Molti anni sono trascorsi da allora. È stata la mia volta di morire, come sai. E ora sono anch’io soltanto un pensiero e un ricordo. A volte ci incontriamo nelle memorie rievocate, a volte nei sogni. E forse questo alla fine è stato tutto quanto: un sogno. Il sogno nostro e di altri che sognano di noi. Ma alla fine di questo autunno la nostra foglia è caduta, come per ironia della sorte. Forse c’è un autunno perfino per le foglie di marmo e il tempo si fa beffe di noi, Marise. E quanto avremmo voluto fosse per sempre dell’amore e dell’arte, nemmeno quello sembra destinato a durare. A restare intatto. Si è spezzato uno dei basamenti, il piccolo, su cui il peso gravava dello slancio che all’opera avevo voluto imprimere. Così ci fregano le migliori intenzioni, finché restiamo pesanti, ancorati alla Terra. Perdonami amore, credimi, è stato come se di nuovo anche il mio cuore, come il marmo, si fosse spezzato. Non so se i vivi saranno in grado di riparare a questo danno nel loro avaro tempo di crisi, issando di nuovo la pietra a forma di foglia o di fiore che avevo scolpito per loro, per te. Per noi. Dovrebbero, in fondo, perché non c’è speranza senza bellezza e non c’è bellezza senza speranza nella memoria privata e collettiva. E la memoria è affidata alla comunità dei viventi perché diventi futuro.

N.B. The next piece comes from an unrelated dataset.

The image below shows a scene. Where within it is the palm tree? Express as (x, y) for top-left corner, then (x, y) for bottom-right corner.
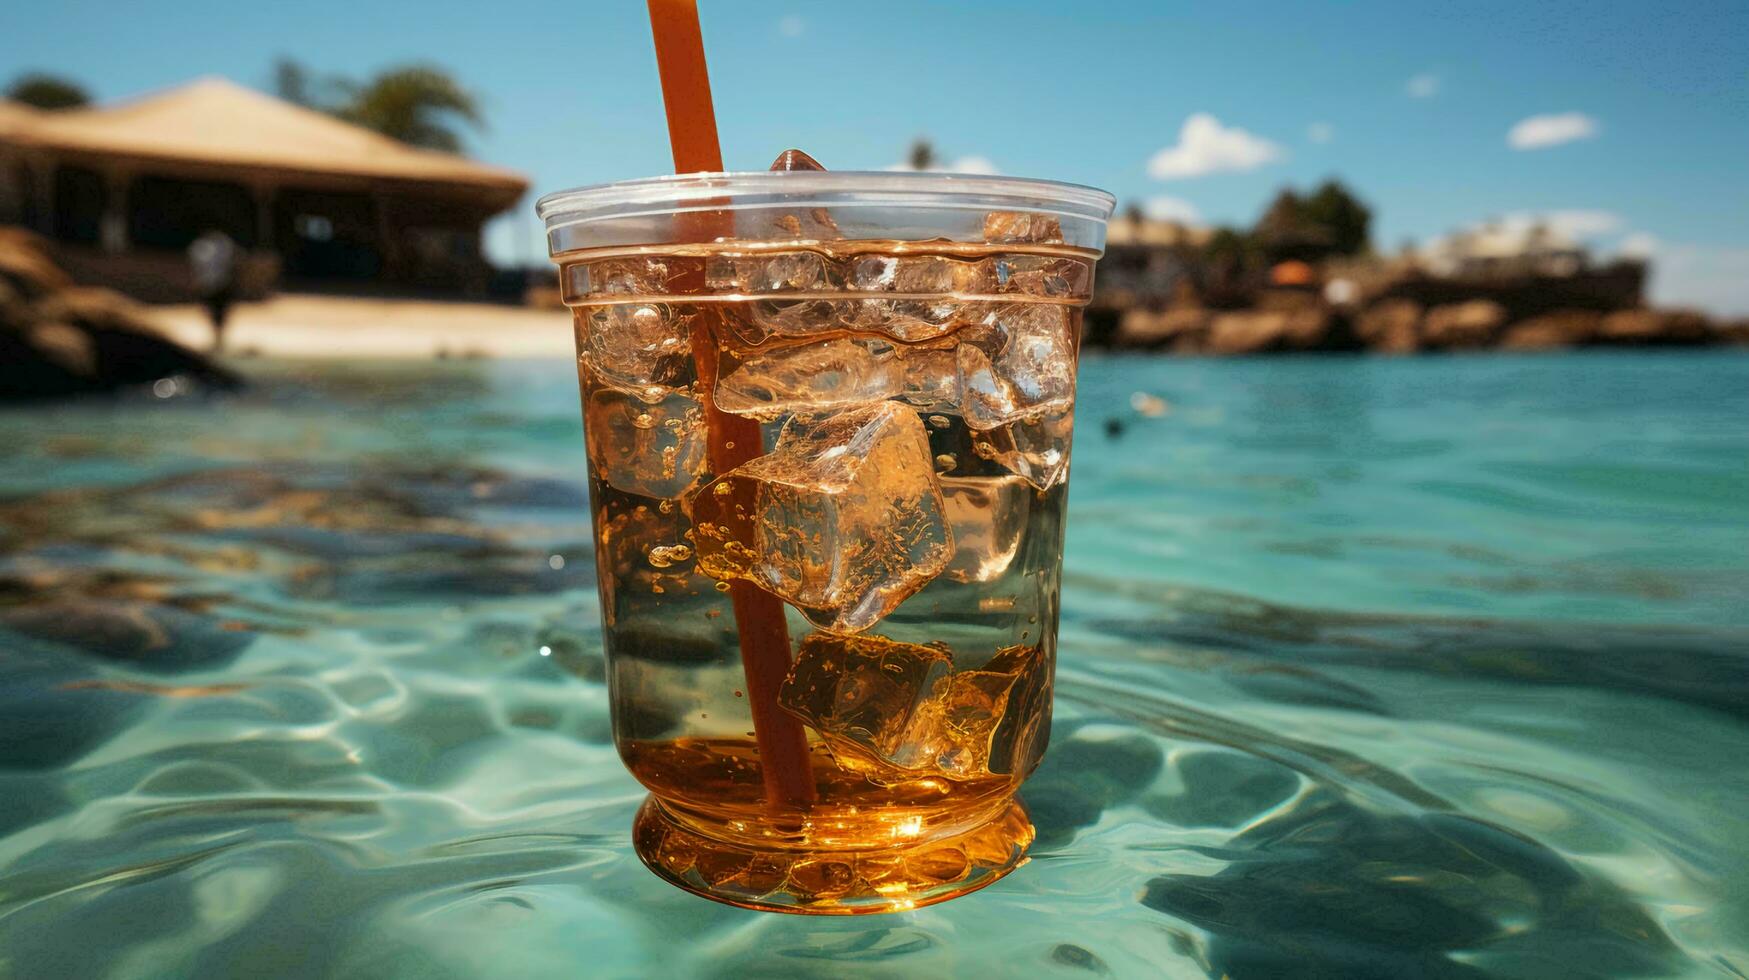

Quando eravamo ancora giovani e vivi, tu invidiavi e riprovavi la mia sfrontatezza, così avida di esistenza. Tu, così sensibile al mondo! Ma anche gli artisti lo sono, per questo prendono vita. Ricordi, Marise? Non provi rimorso, come fai a dormire? Mi chiedevi. Non bevo mai caffè dopo le sette, rispondevo scherzando. L’avevo sentito da un “duro” in un filmetto americano. Ma l’arte e la vita mi hanno insegnato che bisogna aspirare al bello e nello stesso tempo avere orrore di sé. Non siamo che memorie confuse. Marise cara, la mia narrazione, i miei racconti, i miei sogni sono il mio testamento, ciò che ho consegnato al tempo perché il tempo lo disperda. Spero non anche l’arte che affido all’umanità e al sentimento delle cose perché continui a commuoverci.
Marco Celati
Pontedera, 11 Novembre 2017
_________________________
“Oleandra” è una scultura di marmo bianco di Carrrara di Arturo Carmassi. Sul basamento crollato che la sosteneva c’era inciso “Nube su nube” e il nome dell’opera con la dedica: a Marise, Arturo. La moglie di Carmassi si chiamava Marise Druart. Le sue ultime parole, “vie sur la vie, doleur sur la doleur, mort sur la mort”, sono impresse in altre sculture. Il filmetto citato si chiama “Parker”. Il maestro non l’ha visto di sicuro, né può averlo mai raccontato a sua moglie che era morta assai prima. Le cose descritte sono vere, il loro collegamento è più arbitrario. Non siamo che memorie confuse. Perciò bisogna fare in modo che Oleandra riviva.